Aspects of the invention may be stored or distributed on computer-readable media, including magnetically or optically readable computer discs, hard-wired or preprogrammed chips (e.g., EEPROM semiconductor chips), nanotechnology memory, biological memory, or other data storage media. Indeed, computer implemented instructions, data structures, screen displays, and other data under aspects of the invention may be distributed over the Internet or over other networks (including wireless networks), on a propagated signal on a propagation medium (e.g., an electromagnetic wave(s), a sound wave, etc.) over a period of time, or they may be provided on any analog or digital network (packet switched, circuit switched, or other scheme). Those skilled in the relevant art will recognize that portions of the invention reside on a server computer, while corresponding portions reside on a client computer such as a mobile or portable device, and thus, while certain hardware platforms are described herein, aspects of the invention are equally applicable to nodes on a network.
In step 430, the system adds the external users to the storage application group, such that the storage application group contains users that were not created using the storage application. For example, a user “Bob Jones” created in the Active Directory may be added to a group “System Administrators” within the storage application. The external users may also be user groups, such that group previously created by the administrator using Windows Active Directory is added to the storage application group. In step 440, the system applies the access control rights of the storage application group to the added external users. The system is more secure than traditional systems because each administrator is not given access to create new users within the storage application. By allowing an administrator to add external users to the storage application, the system does not need to allow most administrators to have the access rights necessary to create new users within the storage application. For example, an administrator may only be able to add existing users or groups to the storage application. Thus, an administrator of the preexisting security system can restrict the entities to which an administrator of the storage application can assign rights. Storage system administrators often have access to some of a corporation's most important data, so the ability to control which users can perform storage operations can significantly enhance data security. After step 440, these steps conclude.
From the foregoing, it will be appreciated that specific embodiments of the storage access control system have been described herein for purposes of illustration, but that various modifications may be made without deviating from the spirit and scope of the invention. For example, although certain preexisting security systems have been described, the storage access control system is compatible with any preexisting security system, such as Linux Kerberos, Lightweight Directory Access Protocol (LDAP)-based systems, and others. Although backups have been described, the storage access control system can be applied to other storage operations such as migrating data from one system to another. Accordingly, the invention is not limited except as by the appended claims.
Unless the context clearly requires otherwise, throughout the description and the claims, the words “comprise,” “comprising,” and the like are to be construed in an inclusive sense, as opposed to an exclusive or exhaustive sense; that is to say, in the sense of “including, but not limited to.” The word “coupled”, as generally used herein, refers to two or more elements that may be either directly connected, or connected by way of one or more intermediate elements.
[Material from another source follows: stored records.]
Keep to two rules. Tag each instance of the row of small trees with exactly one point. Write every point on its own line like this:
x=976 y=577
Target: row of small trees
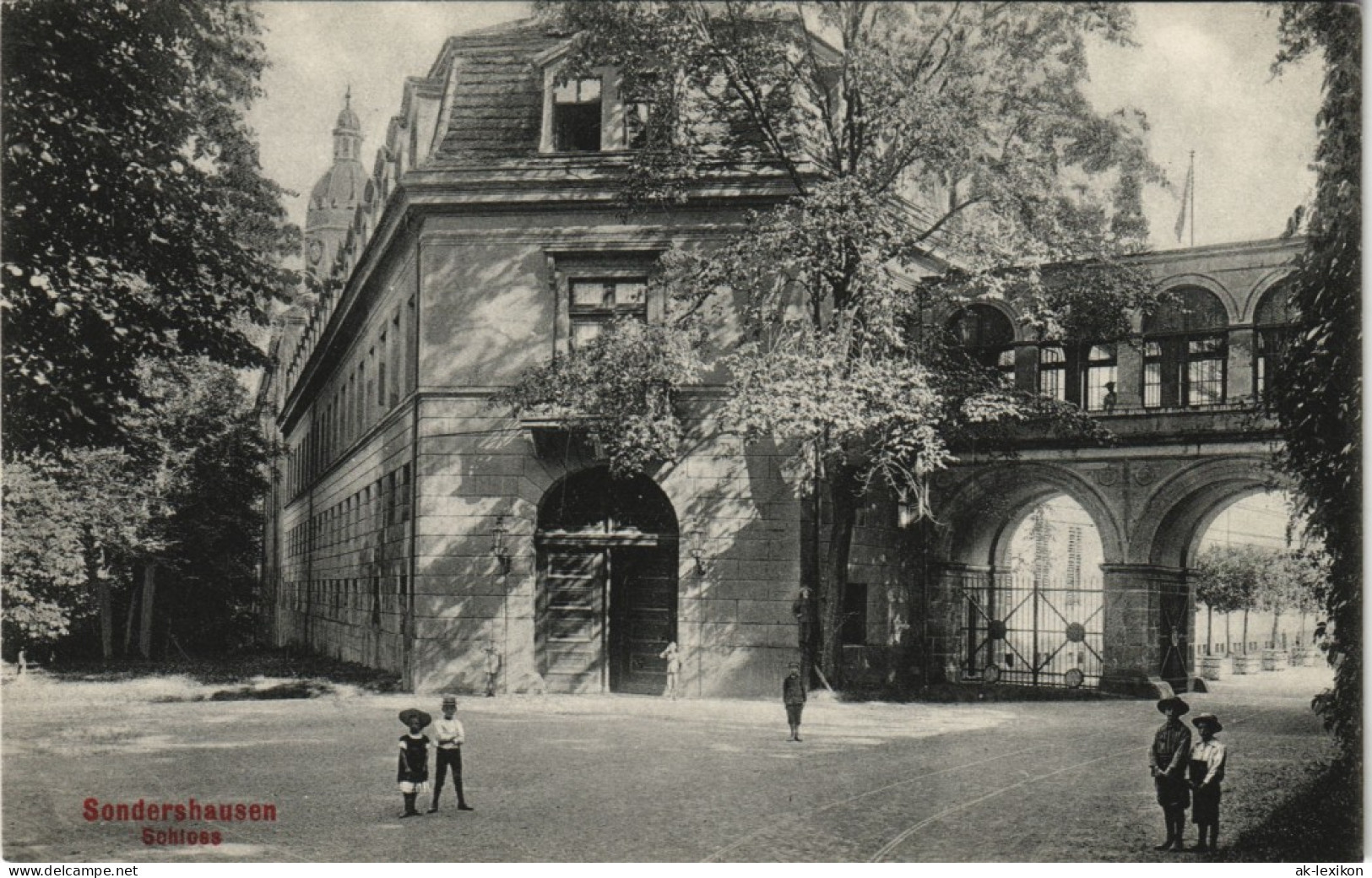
x=1246 y=577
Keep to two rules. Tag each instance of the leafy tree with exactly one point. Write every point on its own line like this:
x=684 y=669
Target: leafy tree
x=897 y=131
x=182 y=501
x=206 y=461
x=73 y=527
x=138 y=221
x=1320 y=397
x=1227 y=579
x=1290 y=582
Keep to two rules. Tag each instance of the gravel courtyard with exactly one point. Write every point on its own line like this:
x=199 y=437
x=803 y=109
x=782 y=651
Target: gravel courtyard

Additionally, the words “herein,” “above,” “below,” and words of similar import, when used in this application, shall refer to this application as a whole and not to any particular portions of this application. Where the context permits, words in the above Detailed Description using the singular or plural number may also include the plural or singular number respectively. The word “or” in reference to a list of two or more items, that word covers all of the following interpretations of the word: any of the items in the list, all of the items in the list, and any combination of the items in the list.
The above detailed description of embodiments of the invention is not intended to be exhaustive or to limit the invention to the precise form disclosed above. While specific embodiments of, and examples for, the invention are described above for illustrative purposes, various equivalent modifications are possible within the scope of the invention, as those skilled in the relevant art will recognize. For example, while processes or blocks are presented in a given order, alternative embodiments may perform routines having steps, or employ systems having blocks, in a different order, and some processes or blocks may be deleted, moved, added, subdivided, combined, and/or modified. Each of these processes or blocks may be implemented in a variety of different ways. Also, while processes or blocks are at times shown as being performed in series, these processes or blocks may instead be performed in parallel, or may be performed at different times.
The teachings of the invention provided herein can be applied to other systems, not necessarily the system described above. The elements and acts of the various embodiments described above can be combined to provide further embodiments.
These and other changes can be made to the invention in light of the above Detailed Description. While the above description details certain embodiments of the invention and describes the best mode contemplated, no matter how detailed the above appears in text, the invention can be practiced in many ways. Details of the system may vary considerably in implementation details, while still being encompassed by the invention disclosed herein. As noted above, particular terminology used when describing certain features or aspects of the invention should not be taken to imply that the terminology is being redefined herein to be restricted to any specific characteristics, features, or aspects of the invention with which that terminology is associated. In general, the terms used in the following claims should not be construed to limit the invention to the specific embodiments disclosed in the specification, unless the above Detailed Description section explicitly defines such terms. Accordingly, the actual scope of the invention encompasses not only the disclosed embodiments, but also all equivalent ways of practicing or implementing the invention under the claims.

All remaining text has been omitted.